Shabbiha: Assad’s Paramilitaries and Mass Violence in Syria
October 3, 2019 at 4:00 PM Pacific Time
A public lecture by Uğur Ümit Üngör (Associate Professor at the Department of History, Utrecht University, and Research Fellow, NIOD Institute for War, Holocaust, and Genocide Studies, Amsterdam)
Organized by the USC Shoah Foundation Center for Advanced Genocide Research
Cosponsored by the USC Department of Middle East Studies
This lecture offers an examination of pro-state paramilitary violence in the Syrian conflict. It analyzes the emergence and transformation of pro-state paramilitarism in Syria in the context of the uprising and civil war. It focuses on the Syrian government’s deployment of the Shabbiha (later renamed ‘National Defense Forces’), irregular paramilitaries dressed in civilian gear and committing a broad spectrum of violence, including torture, kidnapping, assassination, sexual violence, and a string of massacres across the country. Based on 7 years of ethnographic fieldwork including 80+ interviews with victims, perpetrators, and other eye witnesses, I argue that the Shabbiha phenomenon manifests a fundamental complexity in its appearance, identity, motives, cleavage, and regional varieties. To unravel some of these complexities, the paper looks at the micro-dynamics of Shabbiha violence in the city of Homs as a particularly instructive example of pro-state paramilitarism.

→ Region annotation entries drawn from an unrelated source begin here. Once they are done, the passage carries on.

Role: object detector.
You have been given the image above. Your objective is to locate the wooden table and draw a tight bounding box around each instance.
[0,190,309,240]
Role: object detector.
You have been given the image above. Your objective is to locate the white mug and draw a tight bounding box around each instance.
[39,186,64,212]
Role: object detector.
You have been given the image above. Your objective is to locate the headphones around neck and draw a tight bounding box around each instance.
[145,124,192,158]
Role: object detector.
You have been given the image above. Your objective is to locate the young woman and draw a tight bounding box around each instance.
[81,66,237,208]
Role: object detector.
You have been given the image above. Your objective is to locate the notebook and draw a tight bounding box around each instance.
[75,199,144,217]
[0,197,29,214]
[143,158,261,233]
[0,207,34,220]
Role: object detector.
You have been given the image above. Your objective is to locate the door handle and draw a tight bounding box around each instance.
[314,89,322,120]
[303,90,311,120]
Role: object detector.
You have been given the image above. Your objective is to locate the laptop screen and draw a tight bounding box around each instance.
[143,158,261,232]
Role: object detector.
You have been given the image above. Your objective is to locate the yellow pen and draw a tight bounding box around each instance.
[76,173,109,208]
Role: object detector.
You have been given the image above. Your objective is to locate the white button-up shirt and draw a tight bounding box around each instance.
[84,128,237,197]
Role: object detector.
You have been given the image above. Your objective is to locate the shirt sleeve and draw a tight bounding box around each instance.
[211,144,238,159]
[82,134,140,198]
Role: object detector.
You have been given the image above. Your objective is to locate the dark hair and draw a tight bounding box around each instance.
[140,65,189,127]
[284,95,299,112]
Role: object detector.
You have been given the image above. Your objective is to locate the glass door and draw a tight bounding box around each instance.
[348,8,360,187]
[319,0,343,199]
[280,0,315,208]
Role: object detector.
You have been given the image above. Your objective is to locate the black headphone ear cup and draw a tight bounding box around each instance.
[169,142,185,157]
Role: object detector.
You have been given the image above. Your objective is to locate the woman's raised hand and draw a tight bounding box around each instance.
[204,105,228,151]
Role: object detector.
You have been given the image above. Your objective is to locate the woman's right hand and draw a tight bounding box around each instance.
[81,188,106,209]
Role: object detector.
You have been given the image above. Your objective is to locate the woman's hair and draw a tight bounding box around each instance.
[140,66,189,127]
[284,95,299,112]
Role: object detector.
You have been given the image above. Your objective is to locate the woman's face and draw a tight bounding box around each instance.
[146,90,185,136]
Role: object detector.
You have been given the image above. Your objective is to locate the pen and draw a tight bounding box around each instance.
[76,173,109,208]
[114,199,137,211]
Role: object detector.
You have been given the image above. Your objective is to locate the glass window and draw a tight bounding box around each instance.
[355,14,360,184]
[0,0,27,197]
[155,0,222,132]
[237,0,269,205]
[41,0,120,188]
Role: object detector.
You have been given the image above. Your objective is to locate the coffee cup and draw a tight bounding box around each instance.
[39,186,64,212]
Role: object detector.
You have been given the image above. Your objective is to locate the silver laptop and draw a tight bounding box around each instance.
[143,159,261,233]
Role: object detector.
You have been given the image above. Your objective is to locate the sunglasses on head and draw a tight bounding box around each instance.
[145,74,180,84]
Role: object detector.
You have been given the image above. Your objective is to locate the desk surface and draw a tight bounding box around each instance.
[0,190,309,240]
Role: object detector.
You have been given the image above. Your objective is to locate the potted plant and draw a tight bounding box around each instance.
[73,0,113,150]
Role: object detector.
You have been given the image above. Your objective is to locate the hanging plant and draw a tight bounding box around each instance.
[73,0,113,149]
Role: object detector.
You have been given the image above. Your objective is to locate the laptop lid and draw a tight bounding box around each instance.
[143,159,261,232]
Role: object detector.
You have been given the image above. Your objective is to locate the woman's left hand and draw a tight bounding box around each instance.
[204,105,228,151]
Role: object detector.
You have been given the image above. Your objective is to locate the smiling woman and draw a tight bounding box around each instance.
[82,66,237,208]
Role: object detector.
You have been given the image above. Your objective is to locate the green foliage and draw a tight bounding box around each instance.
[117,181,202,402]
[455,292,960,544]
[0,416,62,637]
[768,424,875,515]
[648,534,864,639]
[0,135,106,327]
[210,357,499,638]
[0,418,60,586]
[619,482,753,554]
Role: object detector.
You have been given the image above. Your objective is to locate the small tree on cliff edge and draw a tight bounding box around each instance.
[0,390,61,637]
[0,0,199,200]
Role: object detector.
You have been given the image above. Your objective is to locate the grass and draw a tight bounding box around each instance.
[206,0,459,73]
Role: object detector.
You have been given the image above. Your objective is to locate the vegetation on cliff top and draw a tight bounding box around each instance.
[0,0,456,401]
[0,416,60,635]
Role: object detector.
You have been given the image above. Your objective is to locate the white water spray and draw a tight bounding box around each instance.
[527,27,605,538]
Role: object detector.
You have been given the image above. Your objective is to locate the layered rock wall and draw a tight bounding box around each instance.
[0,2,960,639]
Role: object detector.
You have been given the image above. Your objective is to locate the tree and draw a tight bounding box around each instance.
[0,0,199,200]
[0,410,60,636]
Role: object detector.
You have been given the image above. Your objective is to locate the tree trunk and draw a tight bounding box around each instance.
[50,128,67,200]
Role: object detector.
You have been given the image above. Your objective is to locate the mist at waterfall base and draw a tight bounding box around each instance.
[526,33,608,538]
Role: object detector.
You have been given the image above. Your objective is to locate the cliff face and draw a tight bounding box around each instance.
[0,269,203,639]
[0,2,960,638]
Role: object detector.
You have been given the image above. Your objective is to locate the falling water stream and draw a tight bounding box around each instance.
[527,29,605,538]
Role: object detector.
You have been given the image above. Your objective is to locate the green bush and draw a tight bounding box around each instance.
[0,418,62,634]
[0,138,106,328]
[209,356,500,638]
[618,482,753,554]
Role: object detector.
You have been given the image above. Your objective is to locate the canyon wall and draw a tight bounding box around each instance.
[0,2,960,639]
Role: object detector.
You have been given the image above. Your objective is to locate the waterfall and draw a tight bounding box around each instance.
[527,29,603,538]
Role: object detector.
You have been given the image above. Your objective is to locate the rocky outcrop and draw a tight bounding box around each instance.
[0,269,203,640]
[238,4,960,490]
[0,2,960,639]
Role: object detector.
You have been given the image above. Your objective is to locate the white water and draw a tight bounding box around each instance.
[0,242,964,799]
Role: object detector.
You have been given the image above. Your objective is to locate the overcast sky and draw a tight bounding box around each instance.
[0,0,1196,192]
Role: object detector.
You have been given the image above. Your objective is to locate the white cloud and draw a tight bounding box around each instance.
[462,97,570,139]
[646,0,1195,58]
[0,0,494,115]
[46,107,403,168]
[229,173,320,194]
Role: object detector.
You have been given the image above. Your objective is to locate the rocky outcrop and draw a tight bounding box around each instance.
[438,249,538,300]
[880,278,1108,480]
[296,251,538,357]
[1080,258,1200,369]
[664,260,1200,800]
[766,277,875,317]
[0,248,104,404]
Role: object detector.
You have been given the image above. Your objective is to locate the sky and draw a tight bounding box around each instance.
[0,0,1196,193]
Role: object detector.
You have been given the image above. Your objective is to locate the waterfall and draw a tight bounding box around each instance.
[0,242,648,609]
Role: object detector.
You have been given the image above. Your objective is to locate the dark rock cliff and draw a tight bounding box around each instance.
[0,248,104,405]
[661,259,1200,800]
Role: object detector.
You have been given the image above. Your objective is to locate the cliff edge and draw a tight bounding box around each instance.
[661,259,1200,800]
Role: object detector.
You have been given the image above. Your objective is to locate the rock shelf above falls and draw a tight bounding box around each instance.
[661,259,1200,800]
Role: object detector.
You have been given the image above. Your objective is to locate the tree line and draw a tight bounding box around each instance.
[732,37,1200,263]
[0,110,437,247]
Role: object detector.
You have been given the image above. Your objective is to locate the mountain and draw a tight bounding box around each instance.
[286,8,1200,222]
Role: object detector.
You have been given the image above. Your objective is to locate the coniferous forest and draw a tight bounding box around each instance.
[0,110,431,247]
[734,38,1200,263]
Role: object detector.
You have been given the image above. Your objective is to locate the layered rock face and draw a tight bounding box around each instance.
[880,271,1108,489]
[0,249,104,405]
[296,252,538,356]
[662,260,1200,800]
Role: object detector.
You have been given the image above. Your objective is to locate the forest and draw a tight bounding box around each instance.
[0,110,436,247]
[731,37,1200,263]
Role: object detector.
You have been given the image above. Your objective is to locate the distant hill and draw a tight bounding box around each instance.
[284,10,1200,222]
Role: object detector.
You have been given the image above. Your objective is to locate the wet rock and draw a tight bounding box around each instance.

Uğur Ümit Üngör is Associate Professor at the Department of History at Utrecht University and Research Fellow at the NIOD Institute for War, Holocaust, and Genocide Studies in Amsterdam. His main area of interest is mass violence in the Middle East in the 20th and 21st centuries. He is an editor of the Journal of Perpetrator Research, and coordinator of the Syrian Oral History Project. His publications include Genocide: New Perspectives on its Causes, Courses and Consequences (Amsterdam University Press, 2016, ed.), Confiscation and Destruction: The Young Turk Seizure of Armenian Property (Continuum, 2011), the award-winning The Making of Modern Turkey: Nation and State in Eastern Anatolia, 1913-1950 (Oxford University Press, 2011), and the monograph Paramilitarism: Mass Violence in the Shadow of the State (Oxford University Press, 2019). He is currently working on his forthcoming monograph Shabbiha: Assad’s Militias and Mass Violence in Syria (University of Pennsylvania Press, 2020).